Typically when I try out a new boat, I need to play around for a bit in order to familiarize myself with how that particular craft will handle. Not so in this case. From the very first ferry I made and the very first eddy I caught, I knew exactly what the Machno was going to do. I can throw the boat on edge with confidence, and it responds predictably every time. It feels balanced, tracks well, and is easy to adjust with a flick of the wrist. I never feel like I have to fight the boat; I just will it in a direction and it goes. The “softness” I scoffed at when I first saw the boat is probably better described as “smoothness.” The Machno doesn’t catch an edge unpredictably, but it still has performance available when I ask for it. Is it less dynamic than an edgy river runner? Sure, but when I’m in a shallow, technical creek, sometimes “dynamic” is not exactly the goal. “Upright” is more like it, and the Machno does a great job of keeping it hairy side up when things get hairy while still being fun and responsive to paddle.

Surprise #3: Easy rolling

This was a cool bonus! I’m not a big fan of the attitude that certain boats are “hard to roll,” especially when that’s used as an excuse for swimming. I feel like if you have a solid roll, you should be able to roll any modern whitewater boat. If not, keep practising. That being said, the narrowness of the small Machno and its low height at the hip make it particularly easy wrap your body around it to roll. I recently swapped boats with a gal who wanted to try out the Machno. As we were floating through the flat water, I asked her if she knew how to hand roll. She said she had tried, but protested that she couldn’t do it, and had only managed one or two after several pool sessions. I convinced her to give it a shot, and she immediately hit two in a row. Since getting the Machno, I have gained a tremendous amount of confidence in my hand roll, and have hit two combat hand rolls in Chile this season! (Maybe I should learn to hang onto my paddle better…)

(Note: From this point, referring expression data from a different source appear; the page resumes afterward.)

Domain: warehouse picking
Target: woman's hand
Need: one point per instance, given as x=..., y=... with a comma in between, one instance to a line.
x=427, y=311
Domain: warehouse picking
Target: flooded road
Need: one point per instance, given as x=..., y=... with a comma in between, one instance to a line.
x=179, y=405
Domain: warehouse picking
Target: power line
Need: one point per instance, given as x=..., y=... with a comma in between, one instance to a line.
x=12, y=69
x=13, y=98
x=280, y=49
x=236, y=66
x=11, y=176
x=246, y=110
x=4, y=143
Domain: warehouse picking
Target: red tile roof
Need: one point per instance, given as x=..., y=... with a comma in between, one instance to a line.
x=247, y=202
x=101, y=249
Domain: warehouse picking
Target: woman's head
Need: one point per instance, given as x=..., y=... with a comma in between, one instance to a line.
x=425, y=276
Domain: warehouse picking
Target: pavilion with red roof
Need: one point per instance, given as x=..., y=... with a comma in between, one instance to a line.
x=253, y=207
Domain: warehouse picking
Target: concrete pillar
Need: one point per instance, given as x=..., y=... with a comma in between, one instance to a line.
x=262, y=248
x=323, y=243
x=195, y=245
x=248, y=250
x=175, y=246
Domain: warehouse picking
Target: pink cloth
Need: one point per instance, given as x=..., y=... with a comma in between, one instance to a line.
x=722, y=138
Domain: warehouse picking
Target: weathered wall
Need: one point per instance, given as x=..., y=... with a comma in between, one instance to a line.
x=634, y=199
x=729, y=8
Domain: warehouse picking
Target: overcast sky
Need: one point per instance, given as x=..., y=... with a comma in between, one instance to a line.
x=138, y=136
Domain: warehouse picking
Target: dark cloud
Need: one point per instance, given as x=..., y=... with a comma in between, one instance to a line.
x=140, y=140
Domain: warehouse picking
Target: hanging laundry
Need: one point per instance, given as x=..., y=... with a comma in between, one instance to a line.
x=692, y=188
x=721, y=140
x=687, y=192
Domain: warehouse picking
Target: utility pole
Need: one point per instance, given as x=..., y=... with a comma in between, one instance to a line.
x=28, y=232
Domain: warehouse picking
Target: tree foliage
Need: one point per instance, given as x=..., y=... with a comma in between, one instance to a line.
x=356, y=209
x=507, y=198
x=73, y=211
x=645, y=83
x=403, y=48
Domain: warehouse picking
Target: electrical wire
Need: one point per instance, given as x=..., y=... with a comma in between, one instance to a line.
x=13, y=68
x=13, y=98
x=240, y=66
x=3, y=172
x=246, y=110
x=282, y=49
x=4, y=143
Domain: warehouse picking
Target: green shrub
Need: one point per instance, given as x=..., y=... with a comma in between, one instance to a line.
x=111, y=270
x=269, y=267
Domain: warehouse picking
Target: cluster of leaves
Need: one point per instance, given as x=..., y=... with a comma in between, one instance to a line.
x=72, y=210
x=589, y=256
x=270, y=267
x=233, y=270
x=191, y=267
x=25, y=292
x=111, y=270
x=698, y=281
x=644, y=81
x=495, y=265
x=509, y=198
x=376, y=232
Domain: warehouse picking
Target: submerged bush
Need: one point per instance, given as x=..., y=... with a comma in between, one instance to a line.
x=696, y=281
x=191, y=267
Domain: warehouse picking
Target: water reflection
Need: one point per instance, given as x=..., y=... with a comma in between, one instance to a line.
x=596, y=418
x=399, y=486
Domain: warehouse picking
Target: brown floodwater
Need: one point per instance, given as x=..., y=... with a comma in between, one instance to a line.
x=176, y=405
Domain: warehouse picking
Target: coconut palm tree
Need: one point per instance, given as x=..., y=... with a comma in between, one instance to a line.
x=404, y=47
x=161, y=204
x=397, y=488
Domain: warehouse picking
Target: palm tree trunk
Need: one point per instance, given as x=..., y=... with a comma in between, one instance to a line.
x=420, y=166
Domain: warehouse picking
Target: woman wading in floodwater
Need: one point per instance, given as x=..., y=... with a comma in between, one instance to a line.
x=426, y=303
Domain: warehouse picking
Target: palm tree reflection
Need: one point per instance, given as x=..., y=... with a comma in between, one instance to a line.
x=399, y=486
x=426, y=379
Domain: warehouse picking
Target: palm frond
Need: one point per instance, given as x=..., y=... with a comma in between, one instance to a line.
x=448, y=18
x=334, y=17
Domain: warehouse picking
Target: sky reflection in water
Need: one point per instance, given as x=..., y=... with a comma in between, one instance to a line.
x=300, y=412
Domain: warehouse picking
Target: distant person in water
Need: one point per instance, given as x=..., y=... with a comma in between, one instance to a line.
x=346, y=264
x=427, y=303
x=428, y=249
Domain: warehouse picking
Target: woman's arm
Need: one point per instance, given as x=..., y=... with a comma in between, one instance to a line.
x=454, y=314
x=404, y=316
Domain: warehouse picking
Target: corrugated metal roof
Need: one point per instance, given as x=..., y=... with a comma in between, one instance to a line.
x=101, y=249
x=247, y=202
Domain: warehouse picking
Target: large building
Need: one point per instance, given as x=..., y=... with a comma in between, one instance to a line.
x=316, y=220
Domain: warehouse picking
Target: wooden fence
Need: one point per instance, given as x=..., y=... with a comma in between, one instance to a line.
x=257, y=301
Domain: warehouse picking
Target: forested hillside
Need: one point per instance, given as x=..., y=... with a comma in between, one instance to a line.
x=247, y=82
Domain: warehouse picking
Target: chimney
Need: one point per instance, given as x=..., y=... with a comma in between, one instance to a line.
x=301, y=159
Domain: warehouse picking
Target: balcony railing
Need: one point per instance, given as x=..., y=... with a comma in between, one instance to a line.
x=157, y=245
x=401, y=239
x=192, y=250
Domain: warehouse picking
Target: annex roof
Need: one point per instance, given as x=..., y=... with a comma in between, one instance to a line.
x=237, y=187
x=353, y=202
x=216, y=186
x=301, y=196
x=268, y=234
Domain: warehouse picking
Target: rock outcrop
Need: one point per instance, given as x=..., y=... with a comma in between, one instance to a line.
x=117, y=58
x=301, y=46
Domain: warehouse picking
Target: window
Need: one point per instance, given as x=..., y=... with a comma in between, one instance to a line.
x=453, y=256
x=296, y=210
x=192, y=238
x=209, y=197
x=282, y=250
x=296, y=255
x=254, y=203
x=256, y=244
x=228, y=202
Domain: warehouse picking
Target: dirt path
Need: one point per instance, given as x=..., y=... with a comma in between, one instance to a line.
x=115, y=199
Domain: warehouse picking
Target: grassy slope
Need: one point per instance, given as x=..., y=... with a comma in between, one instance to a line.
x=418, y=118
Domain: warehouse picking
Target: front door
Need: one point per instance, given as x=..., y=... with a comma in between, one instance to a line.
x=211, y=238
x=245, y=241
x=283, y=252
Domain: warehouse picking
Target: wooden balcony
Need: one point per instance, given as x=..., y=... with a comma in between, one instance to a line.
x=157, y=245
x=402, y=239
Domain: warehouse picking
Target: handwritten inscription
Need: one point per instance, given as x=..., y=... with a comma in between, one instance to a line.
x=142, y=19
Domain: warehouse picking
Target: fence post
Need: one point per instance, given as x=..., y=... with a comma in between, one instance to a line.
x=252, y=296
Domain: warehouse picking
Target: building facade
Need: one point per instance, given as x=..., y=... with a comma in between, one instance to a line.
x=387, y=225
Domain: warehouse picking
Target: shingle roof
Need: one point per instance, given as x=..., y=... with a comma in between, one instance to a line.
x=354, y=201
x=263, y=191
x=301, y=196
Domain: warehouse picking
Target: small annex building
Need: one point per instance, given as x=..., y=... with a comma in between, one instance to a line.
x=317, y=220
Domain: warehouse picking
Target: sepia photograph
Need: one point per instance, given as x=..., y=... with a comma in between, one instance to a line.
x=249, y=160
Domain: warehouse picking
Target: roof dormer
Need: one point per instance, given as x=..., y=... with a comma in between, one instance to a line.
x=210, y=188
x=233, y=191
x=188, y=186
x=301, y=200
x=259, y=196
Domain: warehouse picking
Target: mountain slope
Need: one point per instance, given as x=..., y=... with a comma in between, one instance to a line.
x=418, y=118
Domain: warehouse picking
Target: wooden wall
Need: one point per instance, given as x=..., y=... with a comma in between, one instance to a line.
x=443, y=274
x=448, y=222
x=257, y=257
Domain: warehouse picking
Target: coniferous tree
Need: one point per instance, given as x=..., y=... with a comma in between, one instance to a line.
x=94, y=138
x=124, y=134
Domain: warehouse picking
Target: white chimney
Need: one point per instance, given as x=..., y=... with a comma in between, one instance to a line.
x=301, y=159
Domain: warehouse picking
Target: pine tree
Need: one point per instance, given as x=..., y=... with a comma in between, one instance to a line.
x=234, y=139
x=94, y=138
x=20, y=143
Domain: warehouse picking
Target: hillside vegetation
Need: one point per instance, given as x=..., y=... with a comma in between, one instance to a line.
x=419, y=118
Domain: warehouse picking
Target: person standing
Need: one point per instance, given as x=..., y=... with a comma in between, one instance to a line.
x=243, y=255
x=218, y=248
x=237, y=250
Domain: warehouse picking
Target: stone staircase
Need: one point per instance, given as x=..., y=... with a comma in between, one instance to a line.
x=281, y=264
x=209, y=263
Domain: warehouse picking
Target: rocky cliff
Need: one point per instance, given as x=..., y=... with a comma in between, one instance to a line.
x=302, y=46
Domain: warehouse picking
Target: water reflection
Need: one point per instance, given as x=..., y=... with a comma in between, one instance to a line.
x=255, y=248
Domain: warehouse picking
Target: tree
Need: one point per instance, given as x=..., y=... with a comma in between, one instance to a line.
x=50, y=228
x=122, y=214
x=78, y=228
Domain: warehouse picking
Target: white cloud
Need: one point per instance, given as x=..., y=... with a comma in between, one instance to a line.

Salto Blanco del Sur, Rio Blanco del Sur, Chile

Overall, I have truly been enjoying the Machno during Chile’s whitewater season. I think it is a great option for those of us on the lighter end of the scale. It is a confidence-inspiring boat, delivering predictable performance that allows the paddler to focus on the river instead of on what the boat is doing. Is it a Ferrari, like the 9R and similar creek racing boats? No, but it’s a fun-to-drive Jeep that I want with me when I need four wheel drive.